Scott Brown won the Senate seat. ”Huzzah and hurray,” say the Republicans, “we’re once again relevant!” Of course, they’ve been building to this moment for a year, ever since the White House was unduly upset from their hands and into a historically black President. Meanwhile, Democrats are going nuts, or so I’m told. I haven’t been able to care enough to check on that myself.
You see, I barely did any research on this whole Coakley/Brown affair. To be quite honest, no one really made a fuss on my Twitter stream until about two days ago; and, since I’ve become quite disillusioned with our system of government, I only read the news when it’s slapping me in the face. However, since it tossed everyone into such a tizzy tonight, I finally looked Scott Brown up on Wikipedia to see what kind of sack of crap America had bought itself this time (Libertarian-flavored, it turns out).*
About halfway down the page, I noticed a mention of a campaign ad where the Democratic candidate slammed (perhaps inaccurately) her challenger on a bill he proposed in “Massachussetes.” That, right there, told me everything I needed to know about the campaign. Well, that and the fact that, with the election squarely in her pocket (MA is a blue state, after all), she took a week off to let her opponent build up steam. Democrats lost this like they lost 2004′s run for President: sheer and utter stupidity.
I’d bemoan this, but it’s just par for the course these days. Democrats had a chance to tell conservatives to take their unsustainable tax cuts and shove them, and to give the country a chance at bona fide health care for people within our borders who desperately need it. Instead, they wandered from topic to topic, and after some loony bins started being meanie poo-poo heads and acting like 5-year-olds at town halls and no one could muster up a single “shut the fuck up you crazy S.O.B., I’m talking,” they got scared and backed down. Again.
I was a political idealist, once upon a time. I thought that one of the two extremes, with enough sanity and moderation, could make things work in this country. If conservatives gained a stronghold, we’d have a smaller government with fewer taxes, but fewer programs to suck the revenue stream dry. That’s not my choice, I’d rather help people with government than give them the finger and say “not my problem,” but that’d require higher taxes. Both ideas have merit, if you take into account the need for someone to balance the books at the end of the day.
But when we had conservatives in charge, we got fear. We got tax cuts and explosions in spending. We got a social agenda that looked like it longed for the pure and holy days where sinful acts like interracial dating were beaten out of people. We got imperialism run amok, miring us in wars that we had no business starting. I’d say more about the conservative years, but I think people blogged it to death just fine without me.
Then, the glorious hope from the heavens came. 2006: the great big upset. For the first time in 12 years, congress was a bright and shining blue. But we got nothing. 2 years of hand-wringing and complaining and the best we could get is blame on the fact that they couldn’t override a veto on Bush, they just didn’t have the numbers. Thank whatever gods you like, then, that Barack Obama, the Champion of Change, swooped in. After battling Hillary for Prom Queen for a year, he took Pennsylvania Avenue by storm.

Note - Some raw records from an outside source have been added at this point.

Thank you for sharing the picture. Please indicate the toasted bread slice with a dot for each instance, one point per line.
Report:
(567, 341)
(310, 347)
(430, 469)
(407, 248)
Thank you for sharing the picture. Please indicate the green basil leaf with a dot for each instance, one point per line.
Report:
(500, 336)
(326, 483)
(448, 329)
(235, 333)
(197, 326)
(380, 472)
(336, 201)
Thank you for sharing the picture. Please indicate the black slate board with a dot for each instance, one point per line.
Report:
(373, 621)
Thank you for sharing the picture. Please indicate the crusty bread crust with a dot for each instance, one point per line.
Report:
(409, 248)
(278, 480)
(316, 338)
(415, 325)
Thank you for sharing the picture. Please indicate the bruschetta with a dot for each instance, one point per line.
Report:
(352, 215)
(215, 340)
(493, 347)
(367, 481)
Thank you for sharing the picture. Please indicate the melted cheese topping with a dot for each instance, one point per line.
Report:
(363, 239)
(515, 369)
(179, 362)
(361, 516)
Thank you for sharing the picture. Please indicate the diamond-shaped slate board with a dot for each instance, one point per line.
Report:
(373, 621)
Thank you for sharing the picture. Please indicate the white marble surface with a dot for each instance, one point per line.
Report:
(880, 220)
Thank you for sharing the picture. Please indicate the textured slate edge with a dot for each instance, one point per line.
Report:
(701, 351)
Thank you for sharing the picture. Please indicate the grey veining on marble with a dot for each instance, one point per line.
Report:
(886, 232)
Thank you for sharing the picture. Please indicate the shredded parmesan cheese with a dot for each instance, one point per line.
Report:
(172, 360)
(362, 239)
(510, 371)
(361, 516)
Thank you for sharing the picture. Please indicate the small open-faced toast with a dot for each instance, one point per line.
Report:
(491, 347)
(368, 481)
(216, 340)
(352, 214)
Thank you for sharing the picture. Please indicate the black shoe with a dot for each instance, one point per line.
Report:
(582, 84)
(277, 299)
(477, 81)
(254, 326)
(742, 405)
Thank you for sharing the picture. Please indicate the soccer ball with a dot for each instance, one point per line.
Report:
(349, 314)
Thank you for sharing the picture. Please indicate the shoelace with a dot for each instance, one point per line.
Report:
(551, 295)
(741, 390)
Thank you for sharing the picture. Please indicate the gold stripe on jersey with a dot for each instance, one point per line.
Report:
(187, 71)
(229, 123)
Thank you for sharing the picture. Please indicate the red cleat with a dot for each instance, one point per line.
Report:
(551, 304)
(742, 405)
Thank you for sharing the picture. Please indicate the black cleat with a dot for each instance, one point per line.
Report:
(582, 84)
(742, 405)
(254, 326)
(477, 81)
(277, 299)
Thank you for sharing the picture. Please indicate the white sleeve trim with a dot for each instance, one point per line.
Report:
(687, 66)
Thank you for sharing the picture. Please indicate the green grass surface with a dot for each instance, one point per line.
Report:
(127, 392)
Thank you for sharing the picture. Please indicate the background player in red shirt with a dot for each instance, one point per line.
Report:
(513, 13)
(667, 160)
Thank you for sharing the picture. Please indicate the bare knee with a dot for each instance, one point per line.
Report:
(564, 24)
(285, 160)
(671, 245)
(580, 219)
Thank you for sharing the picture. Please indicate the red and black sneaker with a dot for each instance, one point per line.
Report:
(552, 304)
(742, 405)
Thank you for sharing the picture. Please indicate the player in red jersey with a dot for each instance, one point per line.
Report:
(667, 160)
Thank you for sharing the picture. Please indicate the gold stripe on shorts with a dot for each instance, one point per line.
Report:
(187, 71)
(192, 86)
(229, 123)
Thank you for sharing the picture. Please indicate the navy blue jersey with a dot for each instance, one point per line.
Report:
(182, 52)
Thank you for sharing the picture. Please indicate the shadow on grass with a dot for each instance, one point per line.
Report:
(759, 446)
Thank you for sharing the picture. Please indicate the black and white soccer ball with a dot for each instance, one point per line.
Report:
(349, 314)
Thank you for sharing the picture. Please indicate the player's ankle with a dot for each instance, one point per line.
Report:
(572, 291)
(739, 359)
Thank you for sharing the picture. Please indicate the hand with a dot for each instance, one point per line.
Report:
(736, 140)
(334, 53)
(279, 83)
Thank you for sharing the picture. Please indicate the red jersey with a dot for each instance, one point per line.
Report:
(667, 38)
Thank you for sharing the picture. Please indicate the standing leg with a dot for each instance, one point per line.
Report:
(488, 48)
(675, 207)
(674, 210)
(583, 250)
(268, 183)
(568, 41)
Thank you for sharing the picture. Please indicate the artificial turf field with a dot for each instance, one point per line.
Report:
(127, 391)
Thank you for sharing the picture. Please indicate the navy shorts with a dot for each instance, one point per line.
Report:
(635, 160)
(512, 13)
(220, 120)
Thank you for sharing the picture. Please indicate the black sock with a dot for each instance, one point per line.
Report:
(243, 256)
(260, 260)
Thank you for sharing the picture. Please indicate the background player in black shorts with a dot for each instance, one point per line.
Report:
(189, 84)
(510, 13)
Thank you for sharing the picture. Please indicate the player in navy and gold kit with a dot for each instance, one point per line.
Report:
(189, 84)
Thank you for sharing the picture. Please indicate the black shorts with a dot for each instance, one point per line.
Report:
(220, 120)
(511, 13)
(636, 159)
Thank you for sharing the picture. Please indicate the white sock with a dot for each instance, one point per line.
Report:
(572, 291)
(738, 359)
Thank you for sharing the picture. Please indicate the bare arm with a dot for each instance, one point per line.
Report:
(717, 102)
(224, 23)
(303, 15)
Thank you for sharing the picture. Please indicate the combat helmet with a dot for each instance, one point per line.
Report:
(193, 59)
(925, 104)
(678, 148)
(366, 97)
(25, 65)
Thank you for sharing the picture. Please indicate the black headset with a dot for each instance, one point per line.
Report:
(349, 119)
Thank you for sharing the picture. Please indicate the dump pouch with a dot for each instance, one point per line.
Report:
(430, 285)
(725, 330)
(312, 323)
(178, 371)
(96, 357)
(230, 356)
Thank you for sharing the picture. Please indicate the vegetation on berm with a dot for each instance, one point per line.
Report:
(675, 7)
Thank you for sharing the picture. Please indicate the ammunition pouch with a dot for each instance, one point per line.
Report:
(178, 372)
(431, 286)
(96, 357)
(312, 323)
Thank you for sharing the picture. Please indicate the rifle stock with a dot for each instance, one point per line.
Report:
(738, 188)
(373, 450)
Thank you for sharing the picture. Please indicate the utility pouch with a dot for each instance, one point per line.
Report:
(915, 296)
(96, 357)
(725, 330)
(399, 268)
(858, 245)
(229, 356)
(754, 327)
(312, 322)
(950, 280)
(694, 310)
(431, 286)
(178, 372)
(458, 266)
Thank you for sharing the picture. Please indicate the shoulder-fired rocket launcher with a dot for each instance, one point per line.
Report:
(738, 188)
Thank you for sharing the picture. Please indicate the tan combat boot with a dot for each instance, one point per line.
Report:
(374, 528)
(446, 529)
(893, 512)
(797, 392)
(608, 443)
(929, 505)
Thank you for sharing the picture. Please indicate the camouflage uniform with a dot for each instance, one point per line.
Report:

But we got nothing. Again.
Some liberal pundits talk about how much Barack Obama has done. Maybe it’s more like Snow Leopard was to Mac OS X: it’s all under the hood. But we aren’t treated to rousing speeches anymore. We’re treated to meetings with the opposition, to see if maybe they’ll sell their agenda up the creek for tea and cookies. Democrats didn’t learn from the other side of the aisle: you take the power you’ve got and you ram through your agenda, and you don’t care if half the country disagrees with you. You won’t win them over with passionate pleas of “can’t we all just get along.” You win them over by beating them and trumpeting the success of that which they didn’t support.
Of course, the core will never believe you. But the people on the edges, the ones swaying on the fence, they can be won over by success. They’ll never be won over by cowardice. And that brings us to tonight. After a barely-fought and not-really-particularly-contested fight for Massachusetts, Democrats lost the ability to block a filibuster (if they ever had it). At this point, it hardly seems like the agenda will change at all. Things that wouldn’t come to a vote before will still manage not to come to a vote.
The future does look more grim, though. The political pendulum doesn’t seem to have stayed very long on the left. If all that happens is fiscal conservatism, I’ll call us all lucky. But I don’t foresee that. The talking heads warning us of ever-impending doom and war, against the world and against each other, are still out there. Some espouse libertarian ideals of social responsibility and fiscal conservatism, but most are willing to stoke the fires that burn us the most. I don’t want another world where I have to fear what my government is willing to do to me to safeguard against largely phantasmal enemies at the gate, but if Democrats don’t shape up and grow a pair, that’s where we’re headed.
* Note that I’m not saying conservatives are sacks of crap. Politicians are sacks of crap.